A l’époque d’Esdras se produit, en effet, un grand réveil parmi ceux qui sont revenus dans le pays de leurs pères. La profession de la foi à laquelle, dans les temps anciens, devait souscrire chaque Israélite individuellement (Psaumes 30.4 ; 31.23 ; 37.28) est faite solennellement par l’ensemble du peuple. Les citoyens deviennent alors les Chasidim ou pieux, et, comme tels, ils jurent d’être Nivdalim ou « séparés » de toutes les souillures du paganisme. L’un de ces termes représente le côté positif, l’autre l’élément négatif de leur religion. A l’exemple des Pharisiens originels, Paul montrait que la vie chrétienne devait être celle du vrai « Chasid », et, par conséquent, « Nivdal », par opposition au Pharisaïsme purement extérieur. Ainsi, dans des passages tels que 2 Corinthiens 6.14-7.1, il termine son exhortation en engageant les lecteurs à se « purifier de toute souillure de la chair et de l’esprit, achevant leur sanctification dans la crainte de Dieu ». On le voit, la vie précédente de Paul, en même temps que sa manière de penser au moment où il dictait son épître, semble lui avoir servi de modèle pour dépeindre les réalités spirituelles de la situation nouvelle où l’avait transporté sa foi.

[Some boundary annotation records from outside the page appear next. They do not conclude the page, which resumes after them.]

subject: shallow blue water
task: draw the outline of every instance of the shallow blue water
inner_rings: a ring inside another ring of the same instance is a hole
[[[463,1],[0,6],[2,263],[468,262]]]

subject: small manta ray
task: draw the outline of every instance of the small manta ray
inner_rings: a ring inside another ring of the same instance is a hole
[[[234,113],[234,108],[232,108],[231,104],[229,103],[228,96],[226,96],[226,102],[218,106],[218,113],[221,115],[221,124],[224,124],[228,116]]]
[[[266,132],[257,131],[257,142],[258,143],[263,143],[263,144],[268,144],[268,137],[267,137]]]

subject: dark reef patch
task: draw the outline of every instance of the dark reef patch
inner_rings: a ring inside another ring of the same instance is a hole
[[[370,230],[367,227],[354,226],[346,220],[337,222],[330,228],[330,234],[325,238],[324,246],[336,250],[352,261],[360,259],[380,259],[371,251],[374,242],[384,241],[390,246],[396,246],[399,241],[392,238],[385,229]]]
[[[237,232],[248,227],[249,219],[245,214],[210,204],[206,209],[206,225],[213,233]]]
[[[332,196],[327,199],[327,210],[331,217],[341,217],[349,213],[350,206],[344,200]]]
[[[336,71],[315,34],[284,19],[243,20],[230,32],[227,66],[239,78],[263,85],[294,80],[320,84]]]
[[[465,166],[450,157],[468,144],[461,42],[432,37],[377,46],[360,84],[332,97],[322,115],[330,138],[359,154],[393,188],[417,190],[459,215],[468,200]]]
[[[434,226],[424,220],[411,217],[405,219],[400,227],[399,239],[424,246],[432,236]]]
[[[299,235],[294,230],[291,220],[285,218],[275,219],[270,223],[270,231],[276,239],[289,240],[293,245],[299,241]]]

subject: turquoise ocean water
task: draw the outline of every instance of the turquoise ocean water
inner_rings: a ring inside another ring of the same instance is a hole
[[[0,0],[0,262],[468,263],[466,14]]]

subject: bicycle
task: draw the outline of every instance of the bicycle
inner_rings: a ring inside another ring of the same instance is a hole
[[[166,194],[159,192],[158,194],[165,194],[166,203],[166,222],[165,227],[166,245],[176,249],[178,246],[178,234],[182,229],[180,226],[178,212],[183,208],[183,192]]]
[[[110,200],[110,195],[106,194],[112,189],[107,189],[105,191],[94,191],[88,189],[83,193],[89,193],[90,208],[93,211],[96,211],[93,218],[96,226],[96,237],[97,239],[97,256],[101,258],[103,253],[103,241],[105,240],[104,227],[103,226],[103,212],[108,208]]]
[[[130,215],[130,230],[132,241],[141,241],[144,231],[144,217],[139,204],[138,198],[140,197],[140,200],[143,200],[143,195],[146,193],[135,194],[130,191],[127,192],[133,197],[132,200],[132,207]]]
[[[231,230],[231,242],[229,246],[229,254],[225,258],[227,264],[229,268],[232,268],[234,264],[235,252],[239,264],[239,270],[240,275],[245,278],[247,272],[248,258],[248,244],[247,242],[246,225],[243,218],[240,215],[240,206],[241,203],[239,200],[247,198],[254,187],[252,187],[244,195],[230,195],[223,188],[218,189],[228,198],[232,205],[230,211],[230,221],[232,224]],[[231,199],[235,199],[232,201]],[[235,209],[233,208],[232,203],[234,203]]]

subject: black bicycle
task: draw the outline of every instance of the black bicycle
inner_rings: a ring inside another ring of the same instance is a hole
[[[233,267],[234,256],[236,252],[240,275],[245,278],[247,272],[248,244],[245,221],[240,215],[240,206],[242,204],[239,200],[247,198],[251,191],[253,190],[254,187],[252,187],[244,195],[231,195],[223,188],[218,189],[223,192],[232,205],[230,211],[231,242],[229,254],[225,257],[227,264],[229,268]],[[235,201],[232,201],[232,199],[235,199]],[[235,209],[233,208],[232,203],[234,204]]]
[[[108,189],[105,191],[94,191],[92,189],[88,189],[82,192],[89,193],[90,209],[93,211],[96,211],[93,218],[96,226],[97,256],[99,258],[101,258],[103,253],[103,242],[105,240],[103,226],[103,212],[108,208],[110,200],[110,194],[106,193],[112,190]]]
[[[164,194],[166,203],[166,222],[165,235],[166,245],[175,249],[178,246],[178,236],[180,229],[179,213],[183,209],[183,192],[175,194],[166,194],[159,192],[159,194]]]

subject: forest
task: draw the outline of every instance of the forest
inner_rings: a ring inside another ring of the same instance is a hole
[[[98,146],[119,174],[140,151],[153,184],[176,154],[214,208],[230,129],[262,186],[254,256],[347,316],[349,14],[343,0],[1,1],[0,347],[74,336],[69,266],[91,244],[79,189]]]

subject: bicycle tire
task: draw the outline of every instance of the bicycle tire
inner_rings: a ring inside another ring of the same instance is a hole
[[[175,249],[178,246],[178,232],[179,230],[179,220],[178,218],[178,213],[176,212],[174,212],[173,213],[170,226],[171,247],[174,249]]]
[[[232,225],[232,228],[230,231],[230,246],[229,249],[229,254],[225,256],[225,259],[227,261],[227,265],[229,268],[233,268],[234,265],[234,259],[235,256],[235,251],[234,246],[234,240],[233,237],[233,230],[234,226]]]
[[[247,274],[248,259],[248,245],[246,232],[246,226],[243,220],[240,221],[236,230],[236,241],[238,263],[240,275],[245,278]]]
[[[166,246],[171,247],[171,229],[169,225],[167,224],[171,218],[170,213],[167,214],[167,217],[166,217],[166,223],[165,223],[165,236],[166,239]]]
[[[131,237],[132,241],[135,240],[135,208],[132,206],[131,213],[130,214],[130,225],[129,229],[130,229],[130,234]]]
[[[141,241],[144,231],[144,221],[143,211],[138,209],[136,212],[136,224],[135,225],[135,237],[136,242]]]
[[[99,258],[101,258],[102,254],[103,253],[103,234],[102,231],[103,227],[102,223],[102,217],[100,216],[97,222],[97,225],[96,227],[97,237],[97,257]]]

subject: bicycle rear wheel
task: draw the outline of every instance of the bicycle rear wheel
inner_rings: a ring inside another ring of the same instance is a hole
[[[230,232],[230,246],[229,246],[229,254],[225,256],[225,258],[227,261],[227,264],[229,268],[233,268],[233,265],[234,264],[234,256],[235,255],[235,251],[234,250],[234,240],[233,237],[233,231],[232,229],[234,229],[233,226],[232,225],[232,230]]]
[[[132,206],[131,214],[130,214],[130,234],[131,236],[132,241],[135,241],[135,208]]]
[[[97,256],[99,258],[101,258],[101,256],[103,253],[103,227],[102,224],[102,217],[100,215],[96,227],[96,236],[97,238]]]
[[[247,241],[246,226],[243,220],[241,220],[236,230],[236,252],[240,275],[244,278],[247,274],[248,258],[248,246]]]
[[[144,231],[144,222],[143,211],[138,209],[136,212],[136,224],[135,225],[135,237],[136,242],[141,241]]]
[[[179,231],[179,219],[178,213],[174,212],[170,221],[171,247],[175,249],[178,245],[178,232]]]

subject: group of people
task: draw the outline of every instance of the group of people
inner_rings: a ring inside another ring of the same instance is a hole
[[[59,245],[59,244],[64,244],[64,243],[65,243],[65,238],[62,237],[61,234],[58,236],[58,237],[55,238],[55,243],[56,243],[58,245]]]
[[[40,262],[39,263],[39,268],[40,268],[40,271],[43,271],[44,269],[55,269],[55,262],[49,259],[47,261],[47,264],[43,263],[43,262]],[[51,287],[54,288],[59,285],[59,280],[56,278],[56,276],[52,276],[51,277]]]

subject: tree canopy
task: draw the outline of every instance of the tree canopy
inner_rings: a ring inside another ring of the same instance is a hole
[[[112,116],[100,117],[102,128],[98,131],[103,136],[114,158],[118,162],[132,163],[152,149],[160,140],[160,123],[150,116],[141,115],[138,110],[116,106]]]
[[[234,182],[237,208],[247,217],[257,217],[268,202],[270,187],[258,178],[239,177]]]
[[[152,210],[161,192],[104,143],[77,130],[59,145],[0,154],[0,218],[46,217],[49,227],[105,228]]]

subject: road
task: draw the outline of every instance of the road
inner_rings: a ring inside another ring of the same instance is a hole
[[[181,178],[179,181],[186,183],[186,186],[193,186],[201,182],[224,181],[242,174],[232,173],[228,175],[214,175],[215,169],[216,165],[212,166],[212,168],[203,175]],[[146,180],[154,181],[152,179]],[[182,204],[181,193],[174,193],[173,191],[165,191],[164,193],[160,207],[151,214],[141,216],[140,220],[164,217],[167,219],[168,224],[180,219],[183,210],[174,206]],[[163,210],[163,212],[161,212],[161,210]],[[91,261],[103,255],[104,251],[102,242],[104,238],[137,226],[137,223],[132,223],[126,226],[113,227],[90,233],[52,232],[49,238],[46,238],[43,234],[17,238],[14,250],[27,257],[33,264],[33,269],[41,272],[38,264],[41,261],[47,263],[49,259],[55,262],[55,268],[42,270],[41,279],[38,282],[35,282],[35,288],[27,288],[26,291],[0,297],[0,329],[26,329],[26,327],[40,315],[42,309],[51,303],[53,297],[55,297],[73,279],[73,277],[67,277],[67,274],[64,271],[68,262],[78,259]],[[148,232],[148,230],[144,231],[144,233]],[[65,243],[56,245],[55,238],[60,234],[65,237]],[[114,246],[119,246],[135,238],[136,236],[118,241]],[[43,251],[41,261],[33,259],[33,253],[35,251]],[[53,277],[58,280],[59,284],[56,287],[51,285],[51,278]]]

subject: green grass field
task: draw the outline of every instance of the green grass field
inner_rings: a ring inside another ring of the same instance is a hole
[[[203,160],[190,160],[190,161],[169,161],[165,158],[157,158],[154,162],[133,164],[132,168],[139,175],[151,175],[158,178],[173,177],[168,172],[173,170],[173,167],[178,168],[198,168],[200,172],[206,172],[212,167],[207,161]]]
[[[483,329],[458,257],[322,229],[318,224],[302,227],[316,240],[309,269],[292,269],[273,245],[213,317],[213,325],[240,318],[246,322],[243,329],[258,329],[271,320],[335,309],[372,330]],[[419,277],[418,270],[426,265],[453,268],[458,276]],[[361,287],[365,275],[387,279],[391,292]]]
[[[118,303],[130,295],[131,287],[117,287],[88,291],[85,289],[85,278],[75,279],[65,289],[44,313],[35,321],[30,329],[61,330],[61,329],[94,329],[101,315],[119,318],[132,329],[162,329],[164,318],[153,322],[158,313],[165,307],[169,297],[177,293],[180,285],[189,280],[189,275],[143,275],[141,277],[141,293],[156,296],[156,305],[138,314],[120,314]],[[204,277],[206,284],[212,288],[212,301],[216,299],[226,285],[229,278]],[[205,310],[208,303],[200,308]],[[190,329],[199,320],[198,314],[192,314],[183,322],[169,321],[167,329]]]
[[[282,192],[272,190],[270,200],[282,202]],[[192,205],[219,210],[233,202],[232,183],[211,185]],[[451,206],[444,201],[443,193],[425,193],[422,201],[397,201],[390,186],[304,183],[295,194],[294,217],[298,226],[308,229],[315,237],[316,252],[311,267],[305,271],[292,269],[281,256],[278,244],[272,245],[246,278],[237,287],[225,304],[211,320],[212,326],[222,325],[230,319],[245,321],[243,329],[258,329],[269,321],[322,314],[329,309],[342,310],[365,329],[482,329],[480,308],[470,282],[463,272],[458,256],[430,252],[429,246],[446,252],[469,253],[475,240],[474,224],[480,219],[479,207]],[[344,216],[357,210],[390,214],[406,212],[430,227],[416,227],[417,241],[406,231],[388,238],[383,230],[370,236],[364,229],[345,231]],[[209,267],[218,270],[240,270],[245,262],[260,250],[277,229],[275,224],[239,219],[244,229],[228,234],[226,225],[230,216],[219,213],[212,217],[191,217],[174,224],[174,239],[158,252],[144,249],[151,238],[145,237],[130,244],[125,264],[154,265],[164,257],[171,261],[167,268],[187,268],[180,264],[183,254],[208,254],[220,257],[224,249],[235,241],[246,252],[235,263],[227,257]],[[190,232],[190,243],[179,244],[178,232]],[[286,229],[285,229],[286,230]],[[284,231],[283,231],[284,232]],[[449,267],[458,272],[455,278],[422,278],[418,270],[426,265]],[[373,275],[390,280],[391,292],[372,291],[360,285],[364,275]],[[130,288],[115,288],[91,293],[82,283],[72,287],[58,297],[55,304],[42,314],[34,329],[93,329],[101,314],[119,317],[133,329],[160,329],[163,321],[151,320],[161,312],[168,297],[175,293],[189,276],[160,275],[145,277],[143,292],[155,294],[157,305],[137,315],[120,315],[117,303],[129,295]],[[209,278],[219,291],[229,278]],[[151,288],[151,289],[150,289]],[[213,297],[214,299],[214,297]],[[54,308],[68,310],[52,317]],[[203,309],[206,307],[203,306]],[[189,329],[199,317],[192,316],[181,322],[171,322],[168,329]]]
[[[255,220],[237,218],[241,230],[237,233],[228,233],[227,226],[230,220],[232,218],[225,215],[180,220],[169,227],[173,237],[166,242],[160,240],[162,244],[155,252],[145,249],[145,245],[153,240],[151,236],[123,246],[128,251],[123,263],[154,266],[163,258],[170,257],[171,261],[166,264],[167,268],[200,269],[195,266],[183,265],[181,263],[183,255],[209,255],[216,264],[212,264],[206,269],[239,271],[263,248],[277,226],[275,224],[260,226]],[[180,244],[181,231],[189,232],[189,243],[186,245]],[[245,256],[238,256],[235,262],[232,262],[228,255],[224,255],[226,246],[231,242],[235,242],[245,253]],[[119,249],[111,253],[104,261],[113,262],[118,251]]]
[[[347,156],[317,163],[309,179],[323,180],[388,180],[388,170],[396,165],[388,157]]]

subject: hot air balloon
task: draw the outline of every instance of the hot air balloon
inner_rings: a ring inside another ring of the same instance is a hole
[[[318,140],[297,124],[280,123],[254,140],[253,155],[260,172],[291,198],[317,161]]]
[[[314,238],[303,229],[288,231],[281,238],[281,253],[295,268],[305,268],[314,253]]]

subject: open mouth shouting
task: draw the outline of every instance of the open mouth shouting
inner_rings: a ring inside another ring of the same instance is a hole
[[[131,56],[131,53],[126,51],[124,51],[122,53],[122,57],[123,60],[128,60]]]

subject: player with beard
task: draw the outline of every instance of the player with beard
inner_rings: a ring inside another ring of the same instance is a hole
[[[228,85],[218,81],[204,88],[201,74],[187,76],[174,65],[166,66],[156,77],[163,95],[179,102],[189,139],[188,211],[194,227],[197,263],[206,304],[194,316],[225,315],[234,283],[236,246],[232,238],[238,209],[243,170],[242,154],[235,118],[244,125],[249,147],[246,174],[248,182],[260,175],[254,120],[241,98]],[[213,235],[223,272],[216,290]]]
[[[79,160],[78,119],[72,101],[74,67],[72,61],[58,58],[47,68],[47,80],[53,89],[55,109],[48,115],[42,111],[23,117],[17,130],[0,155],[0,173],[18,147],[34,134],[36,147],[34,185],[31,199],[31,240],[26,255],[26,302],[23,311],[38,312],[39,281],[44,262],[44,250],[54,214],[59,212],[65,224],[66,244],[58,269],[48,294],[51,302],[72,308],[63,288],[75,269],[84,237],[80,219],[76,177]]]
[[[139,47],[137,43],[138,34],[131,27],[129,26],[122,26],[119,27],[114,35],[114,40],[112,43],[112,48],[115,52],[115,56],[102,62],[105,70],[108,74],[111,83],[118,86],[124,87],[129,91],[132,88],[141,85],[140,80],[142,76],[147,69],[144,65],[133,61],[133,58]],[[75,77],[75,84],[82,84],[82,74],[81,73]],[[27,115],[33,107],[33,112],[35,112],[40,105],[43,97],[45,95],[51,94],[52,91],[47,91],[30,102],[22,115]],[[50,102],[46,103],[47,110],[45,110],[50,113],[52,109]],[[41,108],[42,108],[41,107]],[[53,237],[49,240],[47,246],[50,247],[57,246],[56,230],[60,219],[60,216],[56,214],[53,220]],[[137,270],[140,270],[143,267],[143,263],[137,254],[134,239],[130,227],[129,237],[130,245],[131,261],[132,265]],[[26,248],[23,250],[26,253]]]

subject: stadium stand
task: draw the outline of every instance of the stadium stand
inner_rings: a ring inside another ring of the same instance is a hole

[Si St Paul était à l’origine un Pharisien, les détails que la tradition primitive nous donne (Eusèbe H. E. 11 : 23) comparés à ceux que nous recueillons dans Josèpbe (Ant. XX : 9, 11) nous amèneraient à la conclusion que St Jacques était un Chasid. La part qu’il prit, pour délivrer du joug de la loi, les gentils convertis serait d’autant plus significative. (Actes 15.13-21)]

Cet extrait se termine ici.